Dec 21, 2025 8:17 AM in response to shchf

Etrecheck:

Consider downloading and running this little "discovery" utility, Etrecheck. It changes NOTHING. Etrecheck was developed by a senior contributor here, and uses mostly system calls and simple tests to collect often-needed information.


it contains little tests for speeds of devices, CPU utilization, memory usage, energy usage and a digest of recent problems, in one easy to use package. it does not even need to be Installed. Because less can be learned when your Mac is running great, best time to run is when your problems are actually occurring, if possible.


if you follow the directions faithfully, its report (pre-laundered of all personally-identifiable information) can be "Shared" to the System ClipBoard, then Pasted into an ‘Additional Text’ window in a reply on the forums.


Use Etrecheck Pro for free:

http://Etrecheck.com


The amount of data you get can be daunting.
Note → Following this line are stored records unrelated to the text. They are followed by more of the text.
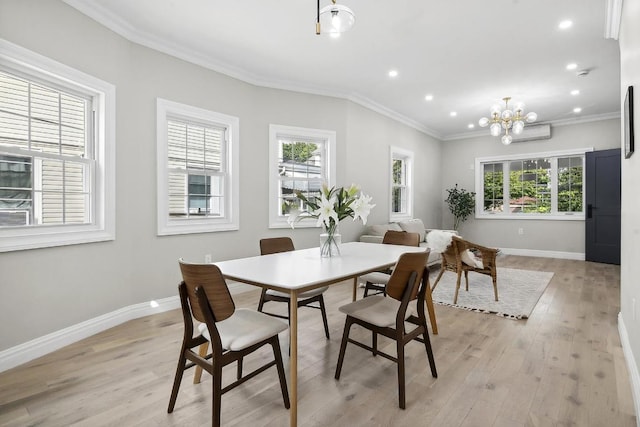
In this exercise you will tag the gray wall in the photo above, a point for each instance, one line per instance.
(630, 267)
(458, 158)
(45, 290)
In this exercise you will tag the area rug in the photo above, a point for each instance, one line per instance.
(518, 292)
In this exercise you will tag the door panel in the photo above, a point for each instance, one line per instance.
(602, 223)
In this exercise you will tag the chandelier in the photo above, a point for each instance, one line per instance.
(334, 19)
(507, 119)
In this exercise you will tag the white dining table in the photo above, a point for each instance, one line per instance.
(301, 270)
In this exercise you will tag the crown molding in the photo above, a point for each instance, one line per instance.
(121, 27)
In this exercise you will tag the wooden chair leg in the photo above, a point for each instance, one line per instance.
(202, 351)
(262, 298)
(277, 354)
(427, 345)
(401, 385)
(374, 343)
(216, 406)
(239, 373)
(438, 278)
(455, 297)
(432, 310)
(343, 345)
(324, 316)
(177, 380)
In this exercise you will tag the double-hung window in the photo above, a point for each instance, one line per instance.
(56, 153)
(401, 178)
(536, 186)
(300, 159)
(197, 169)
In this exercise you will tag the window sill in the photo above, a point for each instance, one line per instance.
(543, 217)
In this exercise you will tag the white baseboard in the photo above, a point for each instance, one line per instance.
(37, 347)
(543, 254)
(631, 366)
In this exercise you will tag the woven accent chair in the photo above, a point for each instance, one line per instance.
(376, 280)
(458, 258)
(305, 299)
(233, 333)
(389, 316)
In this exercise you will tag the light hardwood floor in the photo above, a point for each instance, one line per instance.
(563, 366)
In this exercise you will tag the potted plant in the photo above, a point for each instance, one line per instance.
(461, 204)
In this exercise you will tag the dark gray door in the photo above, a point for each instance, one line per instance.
(602, 222)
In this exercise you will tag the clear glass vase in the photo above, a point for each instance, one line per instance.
(330, 242)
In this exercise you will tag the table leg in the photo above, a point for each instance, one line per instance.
(293, 359)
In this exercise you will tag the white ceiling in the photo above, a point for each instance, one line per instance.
(468, 53)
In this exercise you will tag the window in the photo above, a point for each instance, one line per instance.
(57, 171)
(401, 184)
(197, 170)
(300, 159)
(545, 185)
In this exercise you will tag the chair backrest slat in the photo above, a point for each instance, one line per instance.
(407, 263)
(392, 237)
(275, 245)
(210, 278)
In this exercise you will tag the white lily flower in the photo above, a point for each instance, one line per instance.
(362, 207)
(293, 217)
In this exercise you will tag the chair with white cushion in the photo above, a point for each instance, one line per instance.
(305, 299)
(390, 316)
(233, 333)
(377, 280)
(463, 256)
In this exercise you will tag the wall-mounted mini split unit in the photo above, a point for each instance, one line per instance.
(533, 133)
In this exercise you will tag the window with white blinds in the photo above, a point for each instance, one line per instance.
(196, 180)
(548, 185)
(401, 179)
(300, 159)
(56, 157)
(50, 183)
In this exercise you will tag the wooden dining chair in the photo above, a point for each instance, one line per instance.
(377, 280)
(459, 258)
(233, 333)
(388, 315)
(305, 299)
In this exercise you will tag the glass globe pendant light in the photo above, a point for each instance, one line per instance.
(334, 19)
(507, 119)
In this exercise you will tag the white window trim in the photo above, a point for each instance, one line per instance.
(14, 57)
(231, 220)
(275, 131)
(567, 216)
(407, 156)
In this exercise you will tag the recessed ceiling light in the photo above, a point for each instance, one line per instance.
(563, 25)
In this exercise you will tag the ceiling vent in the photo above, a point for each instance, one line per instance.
(533, 133)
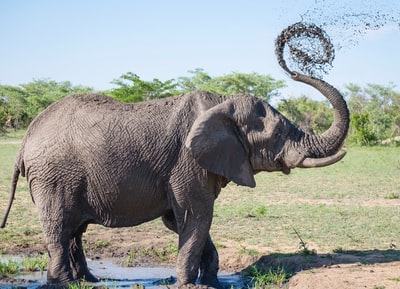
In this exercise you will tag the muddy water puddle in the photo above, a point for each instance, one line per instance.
(115, 276)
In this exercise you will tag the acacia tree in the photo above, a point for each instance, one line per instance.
(133, 89)
(310, 115)
(262, 86)
(375, 112)
(26, 101)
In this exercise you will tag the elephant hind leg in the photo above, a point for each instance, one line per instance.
(77, 257)
(209, 265)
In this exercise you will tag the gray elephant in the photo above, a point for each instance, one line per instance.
(89, 159)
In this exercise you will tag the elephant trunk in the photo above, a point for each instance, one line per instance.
(322, 150)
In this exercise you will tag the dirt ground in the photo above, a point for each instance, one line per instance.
(375, 269)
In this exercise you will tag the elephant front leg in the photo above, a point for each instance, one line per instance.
(193, 234)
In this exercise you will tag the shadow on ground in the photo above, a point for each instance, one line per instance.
(296, 262)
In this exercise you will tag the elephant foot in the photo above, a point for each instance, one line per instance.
(211, 282)
(85, 274)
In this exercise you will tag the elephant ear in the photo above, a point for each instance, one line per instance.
(216, 144)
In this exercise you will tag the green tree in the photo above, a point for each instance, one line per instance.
(262, 86)
(26, 101)
(133, 89)
(310, 115)
(363, 132)
(376, 109)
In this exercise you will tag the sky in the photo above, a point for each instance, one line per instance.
(92, 42)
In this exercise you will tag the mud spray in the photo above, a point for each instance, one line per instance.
(309, 44)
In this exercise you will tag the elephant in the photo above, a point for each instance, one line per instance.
(89, 159)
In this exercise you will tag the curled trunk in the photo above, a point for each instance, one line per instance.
(322, 150)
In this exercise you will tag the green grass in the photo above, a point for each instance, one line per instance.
(352, 205)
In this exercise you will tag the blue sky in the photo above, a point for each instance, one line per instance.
(93, 42)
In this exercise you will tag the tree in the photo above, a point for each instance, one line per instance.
(376, 111)
(26, 101)
(133, 89)
(310, 115)
(262, 86)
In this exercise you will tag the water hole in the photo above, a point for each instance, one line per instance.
(115, 276)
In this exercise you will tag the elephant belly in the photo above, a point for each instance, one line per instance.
(130, 208)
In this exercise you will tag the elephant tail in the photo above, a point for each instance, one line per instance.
(12, 195)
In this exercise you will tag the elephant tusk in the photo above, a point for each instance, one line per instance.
(321, 162)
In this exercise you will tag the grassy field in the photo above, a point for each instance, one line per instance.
(352, 205)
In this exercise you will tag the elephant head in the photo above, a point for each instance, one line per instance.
(244, 135)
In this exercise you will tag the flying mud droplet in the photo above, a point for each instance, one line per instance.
(307, 47)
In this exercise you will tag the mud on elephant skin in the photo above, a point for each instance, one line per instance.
(89, 159)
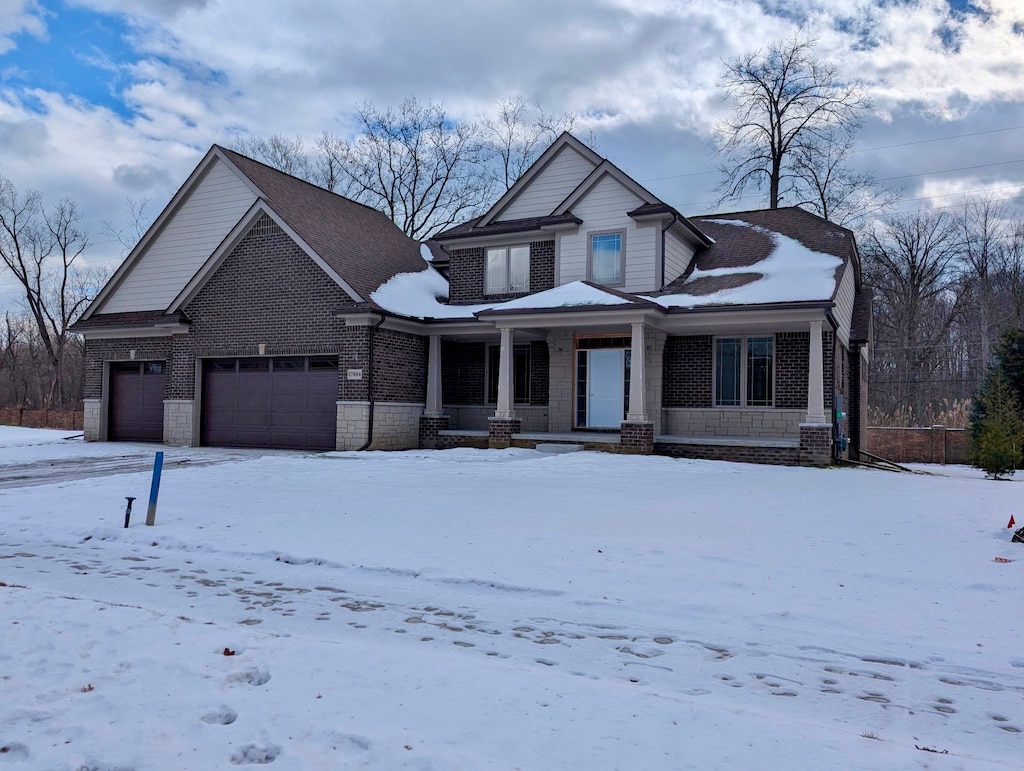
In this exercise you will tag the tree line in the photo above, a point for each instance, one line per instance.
(945, 282)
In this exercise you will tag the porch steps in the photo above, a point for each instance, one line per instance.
(557, 447)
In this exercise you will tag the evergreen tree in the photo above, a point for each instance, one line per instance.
(1009, 359)
(999, 434)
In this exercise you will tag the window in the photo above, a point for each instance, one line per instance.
(507, 270)
(744, 371)
(520, 373)
(606, 264)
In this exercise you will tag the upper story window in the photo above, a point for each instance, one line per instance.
(744, 371)
(606, 252)
(507, 270)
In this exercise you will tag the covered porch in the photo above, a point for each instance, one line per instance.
(597, 378)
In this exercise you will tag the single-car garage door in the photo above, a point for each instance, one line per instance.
(285, 401)
(136, 404)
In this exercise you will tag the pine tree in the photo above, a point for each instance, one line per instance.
(999, 434)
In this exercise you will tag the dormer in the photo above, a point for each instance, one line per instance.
(571, 216)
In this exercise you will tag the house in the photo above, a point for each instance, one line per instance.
(259, 310)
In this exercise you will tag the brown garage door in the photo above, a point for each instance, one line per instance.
(286, 401)
(137, 400)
If you POST your report, some Readers here are willing to look over those reports, and can provide valuable insights.


then start a reply on the forums, click the "Additional text"icon in the reply footer, and PASTE


Dec 21, 2025 10:13 AM in response to shchf

shchf wrote:

So just to make sure your point is that what I'm experiencing (1 percent drop every 5 minutes while using only apps like Chatgpt, pages and safari) is fine and nothing weird?
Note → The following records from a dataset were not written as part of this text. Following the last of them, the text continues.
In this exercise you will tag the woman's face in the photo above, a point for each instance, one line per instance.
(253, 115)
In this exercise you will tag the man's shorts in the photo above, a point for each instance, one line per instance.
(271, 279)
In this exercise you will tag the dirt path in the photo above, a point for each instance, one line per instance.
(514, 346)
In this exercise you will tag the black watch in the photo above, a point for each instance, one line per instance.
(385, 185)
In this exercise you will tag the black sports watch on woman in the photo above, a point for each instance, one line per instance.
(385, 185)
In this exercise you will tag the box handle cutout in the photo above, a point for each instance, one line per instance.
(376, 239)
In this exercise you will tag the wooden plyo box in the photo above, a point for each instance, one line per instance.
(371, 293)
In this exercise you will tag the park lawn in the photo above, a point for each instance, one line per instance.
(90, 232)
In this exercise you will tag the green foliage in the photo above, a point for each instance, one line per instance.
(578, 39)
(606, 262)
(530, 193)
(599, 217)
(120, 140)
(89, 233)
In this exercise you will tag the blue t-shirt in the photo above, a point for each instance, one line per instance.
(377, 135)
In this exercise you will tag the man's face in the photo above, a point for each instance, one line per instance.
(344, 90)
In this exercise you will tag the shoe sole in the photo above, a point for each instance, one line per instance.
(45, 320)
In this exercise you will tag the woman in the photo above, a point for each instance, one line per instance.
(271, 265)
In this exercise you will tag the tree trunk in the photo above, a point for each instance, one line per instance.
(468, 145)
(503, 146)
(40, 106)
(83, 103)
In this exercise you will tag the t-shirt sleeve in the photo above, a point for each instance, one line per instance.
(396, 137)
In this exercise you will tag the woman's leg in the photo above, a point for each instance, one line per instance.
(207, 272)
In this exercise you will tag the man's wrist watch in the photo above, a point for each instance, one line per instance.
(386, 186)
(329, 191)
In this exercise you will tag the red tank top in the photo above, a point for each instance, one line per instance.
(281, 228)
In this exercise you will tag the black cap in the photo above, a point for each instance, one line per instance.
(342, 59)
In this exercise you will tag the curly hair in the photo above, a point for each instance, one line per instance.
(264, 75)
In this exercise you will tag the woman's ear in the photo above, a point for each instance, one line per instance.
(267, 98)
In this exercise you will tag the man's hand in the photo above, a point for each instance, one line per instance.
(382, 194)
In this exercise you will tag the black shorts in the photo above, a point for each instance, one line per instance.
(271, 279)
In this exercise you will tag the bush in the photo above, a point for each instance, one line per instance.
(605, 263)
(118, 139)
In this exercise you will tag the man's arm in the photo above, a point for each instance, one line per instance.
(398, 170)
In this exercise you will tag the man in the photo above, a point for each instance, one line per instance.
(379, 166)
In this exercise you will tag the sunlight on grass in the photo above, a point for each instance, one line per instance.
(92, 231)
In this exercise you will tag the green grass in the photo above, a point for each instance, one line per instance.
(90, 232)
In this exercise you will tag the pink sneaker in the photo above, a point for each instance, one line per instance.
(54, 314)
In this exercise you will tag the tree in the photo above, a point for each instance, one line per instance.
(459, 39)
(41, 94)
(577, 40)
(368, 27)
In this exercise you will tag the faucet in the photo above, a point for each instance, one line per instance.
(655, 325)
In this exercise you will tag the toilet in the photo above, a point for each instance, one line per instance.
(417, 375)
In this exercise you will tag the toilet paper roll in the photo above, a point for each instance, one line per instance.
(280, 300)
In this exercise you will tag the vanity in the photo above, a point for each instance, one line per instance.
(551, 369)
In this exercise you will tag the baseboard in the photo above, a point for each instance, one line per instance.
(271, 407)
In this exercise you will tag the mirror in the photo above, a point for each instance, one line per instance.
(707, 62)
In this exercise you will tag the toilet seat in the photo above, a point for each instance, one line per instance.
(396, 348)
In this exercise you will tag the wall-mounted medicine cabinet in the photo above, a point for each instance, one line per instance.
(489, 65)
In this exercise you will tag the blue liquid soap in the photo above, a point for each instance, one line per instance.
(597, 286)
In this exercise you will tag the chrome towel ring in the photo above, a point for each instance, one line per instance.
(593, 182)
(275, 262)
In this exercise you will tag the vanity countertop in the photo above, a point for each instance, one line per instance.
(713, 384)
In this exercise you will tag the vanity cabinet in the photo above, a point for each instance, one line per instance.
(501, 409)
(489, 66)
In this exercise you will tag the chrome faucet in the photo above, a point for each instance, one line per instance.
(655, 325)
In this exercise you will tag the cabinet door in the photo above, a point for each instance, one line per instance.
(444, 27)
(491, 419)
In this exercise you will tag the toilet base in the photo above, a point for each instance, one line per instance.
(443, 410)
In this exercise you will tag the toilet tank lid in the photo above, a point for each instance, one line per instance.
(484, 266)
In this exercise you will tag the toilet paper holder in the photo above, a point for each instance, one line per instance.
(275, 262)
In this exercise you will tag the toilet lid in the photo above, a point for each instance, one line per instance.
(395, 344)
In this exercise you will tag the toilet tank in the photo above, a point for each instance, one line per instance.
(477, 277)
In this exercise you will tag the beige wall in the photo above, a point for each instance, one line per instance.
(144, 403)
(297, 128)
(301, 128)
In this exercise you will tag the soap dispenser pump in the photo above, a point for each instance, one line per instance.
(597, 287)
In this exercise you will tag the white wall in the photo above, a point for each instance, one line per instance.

That sounds pretty good to me, based on what I have seen with some newer Macs. "Using Safari" can be very different for different people. If there are many windows or tabs open, and even one is broadcasting video (say, from advertising) continuously (many sites do that), that can drain a battery rapidly. ChatGPT -- don't know how much it taxes a computer. "Using ... apps like ..." -- well it depends how many such apps you are using and what they are doing. If you have anything like anti-virus, those can tax a battery also.


At work, almost no one can get 8 hours of computer use just off the battery.


I guess my question would be similar to Grant's point in their earlier post -- why are you trying to run a laptop all day on a battery? Battery life is degraded in such daily use scenarios; to maximize battery longevity, connect the laptop to power whenever it is available and let the battery health management that is built in to the Apple MacOS manage the battery levels.